Por
  • Julio José Ordovás

Hambre

Rafael Álvarez, 'el Brujo', interpreta al Lazarillo de Tormes.
Rafael Álvarez, 'el Brujo', interpreta al Lazarillo de Tormes.
Luis Correas / HERALDO

El desayuno es lo que más me gusta de los hoteles. Más que el spa, más que el mueble bar, más que cualquier otra cosa.

No es gula. No es glotonería. Es hambre. Los españoles nacemos con hambre, es una herencia genética, heredamos el hambre descarnada del Lazarillo, del Guzmán de Alfarache y de Sancho Panza. El hambre, en la historia de España, ha sido una fuerza trascendental, mucho más que la fe católica. A mí me educaron para que no dejara ni una miga en el plato. «El que come, escapa», me decía mi madre para obligarme a comer cuando no tenía apetito. Mis padres, que vivieron la posguerra, sí pasaron hambre, hambre de verdad, y el hambre no se cura. Yo, que no he pasado verdadera hambre, ni siquiera durante los cuatro años que estuve en un internado de frailes, he vivido el hambre como una superstición.

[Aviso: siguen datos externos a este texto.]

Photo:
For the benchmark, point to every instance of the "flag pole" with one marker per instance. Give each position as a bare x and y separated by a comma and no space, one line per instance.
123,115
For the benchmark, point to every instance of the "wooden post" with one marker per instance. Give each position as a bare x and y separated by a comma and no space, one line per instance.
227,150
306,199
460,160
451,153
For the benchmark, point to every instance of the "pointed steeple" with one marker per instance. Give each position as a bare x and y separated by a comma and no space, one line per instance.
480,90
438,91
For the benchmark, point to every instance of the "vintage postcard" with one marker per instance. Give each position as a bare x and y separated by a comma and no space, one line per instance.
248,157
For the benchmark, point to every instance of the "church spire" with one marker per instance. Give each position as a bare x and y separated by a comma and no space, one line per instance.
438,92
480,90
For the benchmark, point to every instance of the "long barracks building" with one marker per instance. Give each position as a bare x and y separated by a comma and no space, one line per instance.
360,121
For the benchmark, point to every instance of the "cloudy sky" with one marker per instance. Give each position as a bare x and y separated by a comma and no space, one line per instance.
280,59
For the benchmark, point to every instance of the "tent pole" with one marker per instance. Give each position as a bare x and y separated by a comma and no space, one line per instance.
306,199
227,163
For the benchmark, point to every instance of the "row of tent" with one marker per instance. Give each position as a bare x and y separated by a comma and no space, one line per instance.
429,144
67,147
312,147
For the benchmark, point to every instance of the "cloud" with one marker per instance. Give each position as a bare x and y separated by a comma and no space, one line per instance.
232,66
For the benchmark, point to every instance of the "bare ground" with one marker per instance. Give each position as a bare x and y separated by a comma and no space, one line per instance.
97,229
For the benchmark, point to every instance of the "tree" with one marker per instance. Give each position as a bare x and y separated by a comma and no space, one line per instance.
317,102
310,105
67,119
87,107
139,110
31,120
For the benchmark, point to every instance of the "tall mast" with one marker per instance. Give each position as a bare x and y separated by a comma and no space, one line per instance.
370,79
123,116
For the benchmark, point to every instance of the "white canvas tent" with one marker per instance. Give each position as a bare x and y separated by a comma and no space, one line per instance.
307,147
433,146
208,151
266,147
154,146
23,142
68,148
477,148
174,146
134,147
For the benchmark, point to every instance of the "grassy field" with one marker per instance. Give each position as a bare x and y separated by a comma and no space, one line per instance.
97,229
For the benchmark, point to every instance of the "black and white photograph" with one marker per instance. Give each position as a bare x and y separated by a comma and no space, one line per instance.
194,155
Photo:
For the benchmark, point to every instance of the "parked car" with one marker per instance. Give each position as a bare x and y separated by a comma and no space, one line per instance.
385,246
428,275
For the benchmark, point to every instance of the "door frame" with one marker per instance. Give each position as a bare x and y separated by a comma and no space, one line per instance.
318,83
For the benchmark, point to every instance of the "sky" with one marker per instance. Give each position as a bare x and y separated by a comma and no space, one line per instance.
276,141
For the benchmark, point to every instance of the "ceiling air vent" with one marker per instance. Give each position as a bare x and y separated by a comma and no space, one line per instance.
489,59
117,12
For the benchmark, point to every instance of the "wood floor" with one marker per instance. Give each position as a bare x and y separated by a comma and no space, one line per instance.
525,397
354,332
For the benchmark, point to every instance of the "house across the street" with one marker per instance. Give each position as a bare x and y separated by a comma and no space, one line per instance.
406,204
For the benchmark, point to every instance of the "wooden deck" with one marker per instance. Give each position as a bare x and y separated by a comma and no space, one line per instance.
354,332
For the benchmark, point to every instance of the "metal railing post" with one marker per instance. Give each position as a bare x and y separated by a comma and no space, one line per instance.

Había que comer para escapar de la enfermedad, para escapar de la muerte, porque la imagen de una figura esquelética es la imagen arquetípica de la muerte. A la muerte nunca se la representa gorda, aunque la obesidad sea desde hace años una de las principales causas de defunción en todo el mundo.

En casa apenas desayuno una tostada, pero en el bufet libre del hotel me siento como Sancho en las bodas de Camacho, y le hinco el diente a todo lo que hay, a todas las clases de pan y a todas las clases de bollería y a todas las frutas y a todos los embutidos, incluso a los huevos revueltos, que me repugnan. Supongo que esto también se debe a la herencia genética: come todo lo que puedas, siempre que tengas ocasión, porque no sabes lo que va a ocurrir mañana o dentro de unas horas, y mejor que te pille con la barriga llena.